Each public function should be extern(C) and starts with mir_random_. mir_random_genRandomBlocking

Ok - questions:

• It's currently in the mir.random.engine - so shouldn't it be mir_random_engine_genRandomBlocking?
• This will look ugly on the documentation pages. Any trick for this? Can't we use extern(C) on an alias?
• What about the module deconstructor? Should we expose sth. like mir_random_engine_dtor?

__gshared

I assume I can't use any locking in betterC?
There are four __gshared variables then. In case of a race:

• hasGetRandom: Linux kernel version will be calculated twice (will always yield the same) -> not a problem
• hProvider: we could acquire two Windows Crypto contexts (leak)
• fdRandom / fdURandom: we could open the file twice and leak a file handle

We could provide a special init method which inits the handles and ensures that no leaks can occur. On the D side it could automatically be called with the shared module constructor

[wilzbach]

For Windows all error codes of CryptGenRandom seem unrecoverable, so the loop here doesn't seem very useful. I think we should directly yield the error here.

[9il]

ok

[9il]

It's currently in the mir.random.engine - so shouldn't it be mir_random_engine_genRandomBlocking?

no

This will look ugly on the documentation pages. Any trick for this? Can't we use extern(C) on an alias?

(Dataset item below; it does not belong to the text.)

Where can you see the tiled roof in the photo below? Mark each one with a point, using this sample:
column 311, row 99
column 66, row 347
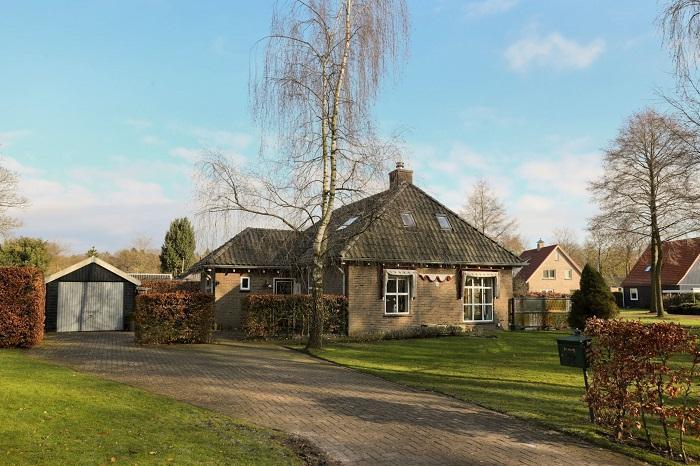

This should be a part of documentation.

What about the module deconstructor? Should we expose sth. like mir_random_engine_dtor?

Yes, but extern(C) should be added to the D's module destructor.

[9il]

We could provide a special init method which inits the handles and ensures that no leaks can occur. On the D side it could automatically be called with the shared module constructor

mir_random_engine_ctor and the extern(C) D's module constructor

[9il]

Hey @wilzbach , could you please finalise this PR?

[wilzbach]

Hey @wilzbach , could you please finalise this PR?

Sorry that I left this pending for such a long time.

mir_random_engine_ctor and the extern(C) D's module constructor

Added :)

[9il]

@wilzbach please convert all private functions to templates and add version(LDC) pragma(inline, true); for them. This will make object files clearer.